Buffett: Pension Assumptions Out of This World

August 8, 2002 (PLANSPONSOR.com) - Billionaire investor Warren Buffett thinks corporate managements got swept up in the exuberant late 1990s bull market, leading them to forecast gains on pension plans that were too high.

But that’s going to change, said Buffett, often called the “Oracle of Omaha” for his stock-picking prowess and Nebraska offices.

Buffett has objected to companies booking overly lofty expected returns on pension plans only to slash numbers when stock markets failed to deliver.

“Managements, like the American public, have been adjusting their expectations,” Buffett told Reuters. “When people look at what is the situation in the investment world, they’ll realize that like everyone else in the world, they got a little carried away with the possibilities in the investment markets a few years ago in terms of setting assumptions.”

The way companies account for pensions is under discussion. Companies make assumptions about what kinds of returns their pension funds will make, reflecting an average long-term return. This lets companies smooth out pension fund returns over the long term, but Buffett thinks many of their assumptions are overly optimistic.

Current Assumptions Up to 11%

“I think there will be some changes in that,” Buffett said. In July, Buffett wrote in a letter published in the New York Times that companies in the Standard & Poor’s 500 index are assuming investment rate returns as high as 11%.
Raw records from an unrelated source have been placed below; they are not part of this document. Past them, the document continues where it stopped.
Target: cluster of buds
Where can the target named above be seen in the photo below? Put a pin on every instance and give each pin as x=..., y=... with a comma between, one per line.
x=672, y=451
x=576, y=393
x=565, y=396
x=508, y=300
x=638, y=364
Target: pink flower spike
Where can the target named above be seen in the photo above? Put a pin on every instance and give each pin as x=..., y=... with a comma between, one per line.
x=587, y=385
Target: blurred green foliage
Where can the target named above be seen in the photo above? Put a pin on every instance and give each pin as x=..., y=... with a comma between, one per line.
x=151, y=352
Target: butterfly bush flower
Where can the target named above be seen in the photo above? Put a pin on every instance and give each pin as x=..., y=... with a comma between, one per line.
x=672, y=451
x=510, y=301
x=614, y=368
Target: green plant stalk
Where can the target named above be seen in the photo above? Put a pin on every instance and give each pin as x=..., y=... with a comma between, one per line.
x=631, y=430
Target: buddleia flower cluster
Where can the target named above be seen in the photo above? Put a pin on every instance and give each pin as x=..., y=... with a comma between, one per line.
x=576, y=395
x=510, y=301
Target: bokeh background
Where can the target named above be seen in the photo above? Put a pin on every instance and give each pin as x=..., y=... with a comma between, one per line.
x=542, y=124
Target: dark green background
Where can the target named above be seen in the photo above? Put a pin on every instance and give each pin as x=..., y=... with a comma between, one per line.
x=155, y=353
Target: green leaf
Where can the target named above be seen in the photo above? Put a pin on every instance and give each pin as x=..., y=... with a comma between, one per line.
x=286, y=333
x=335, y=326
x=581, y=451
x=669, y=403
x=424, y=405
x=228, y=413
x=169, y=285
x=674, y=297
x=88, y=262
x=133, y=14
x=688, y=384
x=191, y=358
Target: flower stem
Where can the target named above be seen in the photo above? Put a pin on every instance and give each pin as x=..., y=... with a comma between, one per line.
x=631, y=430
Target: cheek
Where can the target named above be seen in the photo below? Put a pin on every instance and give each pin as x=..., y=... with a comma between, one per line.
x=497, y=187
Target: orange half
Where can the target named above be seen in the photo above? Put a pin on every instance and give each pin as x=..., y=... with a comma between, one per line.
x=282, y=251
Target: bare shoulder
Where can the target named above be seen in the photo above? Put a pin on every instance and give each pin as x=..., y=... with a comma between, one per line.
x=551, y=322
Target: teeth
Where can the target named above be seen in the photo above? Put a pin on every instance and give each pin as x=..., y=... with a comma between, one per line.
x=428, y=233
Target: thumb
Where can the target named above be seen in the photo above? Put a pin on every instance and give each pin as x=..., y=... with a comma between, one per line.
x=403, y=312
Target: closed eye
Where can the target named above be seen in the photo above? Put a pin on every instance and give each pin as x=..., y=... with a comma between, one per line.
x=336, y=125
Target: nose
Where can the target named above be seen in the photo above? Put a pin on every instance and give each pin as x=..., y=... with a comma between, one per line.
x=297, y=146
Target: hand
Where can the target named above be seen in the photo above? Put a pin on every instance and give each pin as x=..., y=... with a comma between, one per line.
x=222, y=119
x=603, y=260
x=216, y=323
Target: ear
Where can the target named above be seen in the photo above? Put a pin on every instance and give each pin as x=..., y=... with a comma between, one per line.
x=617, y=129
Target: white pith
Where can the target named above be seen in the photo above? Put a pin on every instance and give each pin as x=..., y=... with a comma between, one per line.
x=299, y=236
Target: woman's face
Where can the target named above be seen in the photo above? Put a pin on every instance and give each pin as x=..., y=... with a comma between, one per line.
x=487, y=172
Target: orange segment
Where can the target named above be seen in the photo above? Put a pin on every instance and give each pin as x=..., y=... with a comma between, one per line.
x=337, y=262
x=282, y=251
At top US company General Electric Co. for example, pension income contributed more than $1.48 billion to pre-tax earnings. But that contribution is expected to be more than halved this year on increased healthcare costs and lower expected returns, GE said in its 2001 annual report.

Standard & Poor’s in fact recalculated GE’s 2001 reported operating earnings of $1.42 a share last year to strip out 19 cents of pension gains, 4 cents for the cost of stock options grants and 6 cents for gains from asset sales.

Defense company Northrop Grumman Corp. already reports quarterly earnings two ways: before and after its pension fund income.